Segundo ele, Maria Erlania, apontada como irmã de Naumi, “não tem parentesco com o prefeito”; Luciana Nara seria ex-cunhada e o filho Rodrigo Amorim “teria qualificação técnica para ocupar o cargo”. Yan Febre, sobrinho de Naumi, também ocupava função, mas pediu exoneração do cargo.

“Analisando-se os documentos constantes no bojo deste inquérito civil público não se constatou elementos suficientes aptos a configurar suposto cometimento de ato de improbidade administrativa pelos gestores do Município de Caucaia, senhor prefeito e secretário municipal de Desenvolvimento Rural, vez que não restou configurado caso de nepotismo previsto no art. 11, XI da Lei nº 8429/92 com as alterações da Lei nº 14.230/21”, indicou o MPCE. 

Conforme estabelece o Supremo Tribunal Federal (STF), a “nomeação de cônjuge, companheiro ou parente em linha reta, colateral ou por afinidade, até o terceiro grau, inclusive, da autoridade nomeante ou de servidor da mesma pessoa jurídica investido em cargo de direção, chefia ou assessoramento, para o exercício de cargo em comissão ou de confiança ou, ainda, de função gratificada na administração pública direta e indireta em qualquer dos Poderes da União, dos Estados, do Distrito Federal e dos Municípios, compreendido o ajuste mediante designações recíprocas, viola a Constituição Federal”.

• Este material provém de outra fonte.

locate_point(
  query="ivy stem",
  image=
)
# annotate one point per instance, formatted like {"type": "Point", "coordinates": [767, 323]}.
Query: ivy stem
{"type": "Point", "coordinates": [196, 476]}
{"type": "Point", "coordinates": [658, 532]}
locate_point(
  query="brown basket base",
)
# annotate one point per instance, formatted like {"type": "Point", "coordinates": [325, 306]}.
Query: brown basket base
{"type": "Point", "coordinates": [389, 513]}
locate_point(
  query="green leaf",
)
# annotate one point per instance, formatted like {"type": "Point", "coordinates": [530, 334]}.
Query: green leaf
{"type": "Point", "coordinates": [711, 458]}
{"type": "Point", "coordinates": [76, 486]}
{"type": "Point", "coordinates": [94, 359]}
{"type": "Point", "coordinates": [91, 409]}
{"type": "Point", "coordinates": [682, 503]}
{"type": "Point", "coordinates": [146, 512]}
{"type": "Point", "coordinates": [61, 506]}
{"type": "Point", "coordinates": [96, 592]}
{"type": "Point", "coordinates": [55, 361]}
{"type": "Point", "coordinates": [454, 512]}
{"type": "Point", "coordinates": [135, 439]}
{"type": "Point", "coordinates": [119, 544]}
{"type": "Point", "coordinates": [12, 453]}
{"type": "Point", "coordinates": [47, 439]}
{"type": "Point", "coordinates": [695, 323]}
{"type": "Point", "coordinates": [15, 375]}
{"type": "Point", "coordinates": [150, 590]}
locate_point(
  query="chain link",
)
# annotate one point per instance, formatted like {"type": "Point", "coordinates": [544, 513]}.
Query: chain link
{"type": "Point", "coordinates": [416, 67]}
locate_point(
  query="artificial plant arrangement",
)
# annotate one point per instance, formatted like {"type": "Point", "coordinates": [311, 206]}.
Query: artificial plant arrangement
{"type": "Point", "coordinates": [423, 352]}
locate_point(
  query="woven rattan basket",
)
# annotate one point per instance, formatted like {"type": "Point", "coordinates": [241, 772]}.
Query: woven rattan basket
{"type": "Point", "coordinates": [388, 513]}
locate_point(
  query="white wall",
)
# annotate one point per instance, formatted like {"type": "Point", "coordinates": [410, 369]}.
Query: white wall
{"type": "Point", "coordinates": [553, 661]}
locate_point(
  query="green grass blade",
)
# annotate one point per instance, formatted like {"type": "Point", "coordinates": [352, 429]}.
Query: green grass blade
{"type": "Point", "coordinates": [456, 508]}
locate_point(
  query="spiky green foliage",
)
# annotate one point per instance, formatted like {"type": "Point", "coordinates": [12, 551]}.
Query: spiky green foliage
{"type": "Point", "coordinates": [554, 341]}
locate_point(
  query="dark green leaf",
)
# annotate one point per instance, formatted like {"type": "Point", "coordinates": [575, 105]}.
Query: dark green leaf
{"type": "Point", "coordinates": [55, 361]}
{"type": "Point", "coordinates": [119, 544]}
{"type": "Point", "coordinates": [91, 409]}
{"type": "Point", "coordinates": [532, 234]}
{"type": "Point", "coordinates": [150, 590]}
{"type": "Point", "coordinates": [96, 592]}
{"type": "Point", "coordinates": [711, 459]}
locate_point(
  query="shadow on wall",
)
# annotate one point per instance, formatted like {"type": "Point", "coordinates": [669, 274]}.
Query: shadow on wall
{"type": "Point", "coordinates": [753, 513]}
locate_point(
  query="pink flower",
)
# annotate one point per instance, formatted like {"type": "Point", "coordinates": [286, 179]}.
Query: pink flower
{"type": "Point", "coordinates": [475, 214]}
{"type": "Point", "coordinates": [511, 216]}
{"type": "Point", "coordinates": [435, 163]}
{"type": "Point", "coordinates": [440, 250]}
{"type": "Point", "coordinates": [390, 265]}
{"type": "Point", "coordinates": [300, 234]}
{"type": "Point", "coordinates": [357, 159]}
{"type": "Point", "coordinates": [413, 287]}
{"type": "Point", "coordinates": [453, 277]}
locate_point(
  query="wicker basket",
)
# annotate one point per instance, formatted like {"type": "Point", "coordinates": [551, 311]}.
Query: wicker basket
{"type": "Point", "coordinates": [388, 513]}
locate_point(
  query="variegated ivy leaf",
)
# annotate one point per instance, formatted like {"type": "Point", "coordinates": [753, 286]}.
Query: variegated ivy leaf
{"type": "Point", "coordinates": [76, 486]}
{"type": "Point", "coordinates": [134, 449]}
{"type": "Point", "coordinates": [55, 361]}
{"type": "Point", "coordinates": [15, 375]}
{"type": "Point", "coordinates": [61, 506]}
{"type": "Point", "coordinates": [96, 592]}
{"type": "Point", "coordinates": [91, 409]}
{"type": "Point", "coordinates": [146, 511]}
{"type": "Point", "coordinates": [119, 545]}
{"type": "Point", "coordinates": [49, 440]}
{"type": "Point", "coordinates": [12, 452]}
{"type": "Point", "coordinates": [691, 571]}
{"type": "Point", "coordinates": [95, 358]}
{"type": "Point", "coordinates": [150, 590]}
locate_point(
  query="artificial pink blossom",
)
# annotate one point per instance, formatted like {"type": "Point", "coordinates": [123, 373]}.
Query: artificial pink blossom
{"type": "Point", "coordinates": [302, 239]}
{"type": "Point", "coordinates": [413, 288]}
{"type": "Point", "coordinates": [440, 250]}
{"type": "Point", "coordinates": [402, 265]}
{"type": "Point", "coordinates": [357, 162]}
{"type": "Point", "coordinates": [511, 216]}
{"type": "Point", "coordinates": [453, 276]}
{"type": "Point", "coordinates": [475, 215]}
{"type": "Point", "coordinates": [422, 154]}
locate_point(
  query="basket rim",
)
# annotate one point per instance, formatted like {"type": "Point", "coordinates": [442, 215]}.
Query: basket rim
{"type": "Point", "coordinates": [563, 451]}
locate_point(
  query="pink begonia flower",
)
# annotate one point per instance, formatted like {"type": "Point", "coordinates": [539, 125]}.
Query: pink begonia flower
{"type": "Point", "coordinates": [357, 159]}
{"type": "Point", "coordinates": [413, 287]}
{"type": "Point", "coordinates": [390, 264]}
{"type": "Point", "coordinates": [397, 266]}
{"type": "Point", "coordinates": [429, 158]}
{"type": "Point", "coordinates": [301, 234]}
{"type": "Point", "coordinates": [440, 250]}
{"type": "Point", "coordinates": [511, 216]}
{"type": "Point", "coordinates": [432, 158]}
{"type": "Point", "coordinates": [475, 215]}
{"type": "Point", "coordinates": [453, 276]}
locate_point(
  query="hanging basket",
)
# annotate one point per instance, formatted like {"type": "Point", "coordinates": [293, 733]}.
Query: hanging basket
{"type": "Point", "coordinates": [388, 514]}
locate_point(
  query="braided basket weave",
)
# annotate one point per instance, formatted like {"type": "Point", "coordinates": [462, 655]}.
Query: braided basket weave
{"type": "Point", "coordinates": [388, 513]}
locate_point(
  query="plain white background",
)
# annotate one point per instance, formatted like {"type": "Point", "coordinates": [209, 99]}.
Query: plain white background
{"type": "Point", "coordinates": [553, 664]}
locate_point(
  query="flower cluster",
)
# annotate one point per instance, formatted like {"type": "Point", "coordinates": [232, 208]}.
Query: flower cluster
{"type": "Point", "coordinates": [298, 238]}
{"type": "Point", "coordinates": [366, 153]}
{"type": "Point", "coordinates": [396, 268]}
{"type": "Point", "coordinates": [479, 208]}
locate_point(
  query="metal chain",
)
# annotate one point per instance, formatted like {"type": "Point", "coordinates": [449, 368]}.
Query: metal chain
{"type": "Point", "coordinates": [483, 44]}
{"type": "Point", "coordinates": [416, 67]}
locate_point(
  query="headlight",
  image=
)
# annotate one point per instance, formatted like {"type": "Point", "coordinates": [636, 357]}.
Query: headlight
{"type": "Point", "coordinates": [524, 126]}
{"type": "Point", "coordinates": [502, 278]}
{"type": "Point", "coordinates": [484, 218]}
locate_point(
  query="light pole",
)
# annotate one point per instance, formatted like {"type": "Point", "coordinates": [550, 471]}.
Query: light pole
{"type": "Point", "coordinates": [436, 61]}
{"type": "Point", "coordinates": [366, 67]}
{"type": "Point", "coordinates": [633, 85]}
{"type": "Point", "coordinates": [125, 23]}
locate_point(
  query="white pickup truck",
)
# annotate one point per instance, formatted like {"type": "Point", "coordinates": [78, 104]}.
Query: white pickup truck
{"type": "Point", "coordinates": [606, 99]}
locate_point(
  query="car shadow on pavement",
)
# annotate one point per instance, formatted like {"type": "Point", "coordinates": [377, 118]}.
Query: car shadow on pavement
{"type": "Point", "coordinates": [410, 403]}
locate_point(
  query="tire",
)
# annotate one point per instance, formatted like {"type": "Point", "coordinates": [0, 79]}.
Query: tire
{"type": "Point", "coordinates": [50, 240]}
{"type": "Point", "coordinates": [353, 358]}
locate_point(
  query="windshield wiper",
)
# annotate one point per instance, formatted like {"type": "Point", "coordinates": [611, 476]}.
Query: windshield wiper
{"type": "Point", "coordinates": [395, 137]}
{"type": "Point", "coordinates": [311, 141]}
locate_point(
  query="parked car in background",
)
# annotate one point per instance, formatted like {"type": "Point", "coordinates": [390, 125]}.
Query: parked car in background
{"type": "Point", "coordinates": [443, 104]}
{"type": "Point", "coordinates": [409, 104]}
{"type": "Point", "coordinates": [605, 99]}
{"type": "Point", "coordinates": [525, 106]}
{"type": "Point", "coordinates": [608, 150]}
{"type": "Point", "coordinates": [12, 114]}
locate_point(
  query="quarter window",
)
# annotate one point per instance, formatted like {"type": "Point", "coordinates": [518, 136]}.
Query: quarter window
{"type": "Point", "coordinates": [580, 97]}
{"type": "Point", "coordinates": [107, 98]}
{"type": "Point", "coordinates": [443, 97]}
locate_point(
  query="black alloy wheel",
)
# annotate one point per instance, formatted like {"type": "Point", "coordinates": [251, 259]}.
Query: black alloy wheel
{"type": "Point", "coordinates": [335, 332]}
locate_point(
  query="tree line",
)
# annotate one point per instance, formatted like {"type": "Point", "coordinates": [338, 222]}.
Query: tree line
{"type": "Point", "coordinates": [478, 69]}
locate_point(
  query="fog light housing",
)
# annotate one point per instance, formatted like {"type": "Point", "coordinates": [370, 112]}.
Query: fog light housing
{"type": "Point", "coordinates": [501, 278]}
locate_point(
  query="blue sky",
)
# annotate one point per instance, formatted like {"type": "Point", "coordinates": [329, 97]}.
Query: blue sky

No entanto, o MPCE destaca que o Supremo criou exceção em caso de nomeação de parentes do administrador público para cargos de natureza política, como é o caso do cargo de secretário municipal.

O que diz a promotora

No pedido de arquivamento, a promotora Margarida de Carvalho Barbosa avalia que “não é qualquer ilegalidade que dá ensejo a responsabilização por ato de improbidade”.

“O ato de improbidade não se confunde com a mera irregularidade administrativa. O ato ímprobo, além de ilegal, é pautado pela desonestidade, deslealdade funcional e má-fé. Assim, é imprescindível, para a tipificação, atuação que destoe nítida e manifestamente da moralidade pública, de modo a infringir os deveres de retidão e de lealdade ao interesse do Estado, o que não é o caso dos autos”, destacou.

Com isso, ela avalia que há “a inexistência de elementos de prova que leve à conclusão de que os demandados teriam agido com o propósito deliberado de violar princípios, enriquecer-se ilicitamente ou causar dano ao erário, elementos”, necessários para caracterizar o ato de improbidade.

“Ademais, o simples fato de a pessoa nomeada ser o filho do prefeito não é motivo, por si só, para se considerar que tenha havido nepotismo por nomeação de parente sem qualificação técnica para o cargo”, disse.

Suspeitas de nepotismo na política do Ceará

Reportagem do O POVO publicada no dia 26 de janeiro mostrou que ao menos 92 procedimentos relacionados a possíveis casos de nepotismo estiveram na mira do Ministério Público do Ceará em 2025. 

Os casos estão distribuídos entre diferentes instrumentos de apuração, como notícias de fato, procedimentos administrativos ou preparatórios, inquéritos civis e ações judiciais.